My name’s Elizabeth Green and I’m from Austin, Texas.
About 3 years ago, I was married to a man that I’d been married to for 18 years. We’d been together for about 20 and we have a son who is 13 now. I had spent about, probably about the last 8 years of our marriage just feeling like something was wrong with my life. I did a lot of things to try to change my life to make myself feel like I belonged in it and I still didn’t feel like I was there.
So we ended up separating and then probably about a year and a half later, I just was looking at my son’s therapist and realized that I was completely attracted to her. And I knew she was out of bounds, so that wasn’t going to happen. But it, you know, got me thinking – is it just her? Is it – is this a thing for me now? Have I – has this always been a thing? So I started started exploring.
I started out in a really weird place by going to the Austin Gay and Lesbian Chamber of Commerce meetings and went and I just felt like – people were very friendly to me there, but it felt like I was trying to profit off of an identity that I’d only just started inhabiting and that just felt weird. And then after that, I found this Outsider Fest, which is a queer festival here in Austin that happens once a year. One of the shows there was this queer Latinx guy, you know, and gold lame dress and just kind of bearish looking guy with chest hair spilling out of the top of the dress. And he’s talking about how he’s never felt like he fit in anywhere in the gay community. And then he starts doing this communion, where he’s like handing out chips with this homemade salsa that he’s made.
And as I get up to the stage, he’s about to put the chip in my mouth and he just pauses and he says, “You are so cute.” It was just such a nice moment because it really made me feel like, out of all the people there who looked like they belonged, he picked me out to say that to because I think he saw that I didn’t – that I felt out of place.
And so then, a little bit later, I went to a meetup for people who’d come out late and that was great because everybody there had had something of a similar experience to mine. Many of them had been married to people of the opposite-sex before. But ironically I ended up going out with the guy who organized the group who, heretofore, had been identifying is gay but decided to rethink that somewhat when he met me. So, yeah, it just – that made me feel a little more connected with a queer community that has come out later in life, but the relationship with him made me feel a little bit disconnected from my attraction to women.

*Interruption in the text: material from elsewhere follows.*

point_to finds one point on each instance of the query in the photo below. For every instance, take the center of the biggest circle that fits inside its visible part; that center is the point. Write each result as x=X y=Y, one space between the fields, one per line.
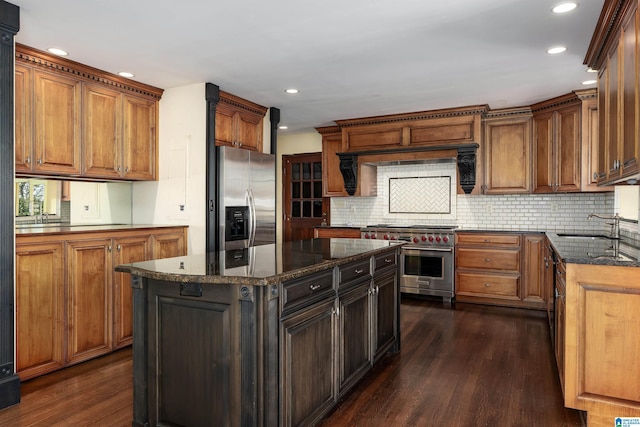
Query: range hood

There are a lot of pockets of the queer community in Austin and I was just trying to find the place where I fit, the place that felt like home, and up until that point, I really just hadn’t found it.
I’m not really a dating app person, but I just thought I’m – fine, I’m just gonna do this. So I get on “Her,” which is a dating app that’s just for, just for women and people who identify as women. You know, as I’m going through all these, I found this woman who looks like she’s my age and she’s got a picture of herself with her cats and a picture of herself in a pool with all of, you know, her tattoos like down her arms, and her little chihuahua sitting by the side of the pool. And there’s a picture of her with her tongue, like, so far out that it’s not even cute, it’s just kind of nuts. And I just thought, yeah, this is – this is the person I need to talk to.
We’re kind of talking about in our lives and where we come from and I tell her that I used to be a history professor and she asked me what field. I say history of science and she’s like, shut up, and she tells me about how she’s been to the Galapagos three times. We talked for awhile, agreed to meet up, and I’m getting really nervous, right? Because I’m thinking, like, I’ve never done this before.
And I tell her this and she says, you know, “I’ve never been out with a woman before either.” Okay – this I can do. So I pick out this place for us to meet that was, as it turns out, I thought it was going to be great because it had an outdoor patio and we could sit and have drinks, and it turns out it was a terrible sports bar. So in the background, there all these guys, like, watching a football game. It was the worst place to pick but we sat there we talked for five hours.
We went out again. And this time I’m, you know, starting to feel – we talked again for hours and I’m starting to kind of feel that, like, now I’m – now there’s something, something clicking here. And it gets dark and we’re walking through this park and we’re both kind of looking up at the moon and it’s that moment, you know, where you know that she knows and she knows that you know that something’s going to happen here. And there’s this dreadfully long pause. We’re both just kind of standing there, looking at the moon. And I realize, we’re both formerly straight women waiting for somebody to kiss us. So I did. I stepped in front of her and I kinda awkwardly put myself in front of her face and kissed her. And it was amazing.
We’ve been together ever since. This was 7 months ago. And we just talked last night, actually, about how neither one of us has really fully taken stock of the fact that we’re gay now. Like this, this is the thing that we are now. And I think the day-to-day experience of it has just seem to completely normal.
I have a pretty strong sense of self. You know, I’ve been here for 47 years. I know who I am. It’s just that who I’m attracted to has changed and, you know, I think I expected that change in attraction to make me – to completely change my character, but I think that was just unrealistic. I’m just who I am and now I have a girlfriend.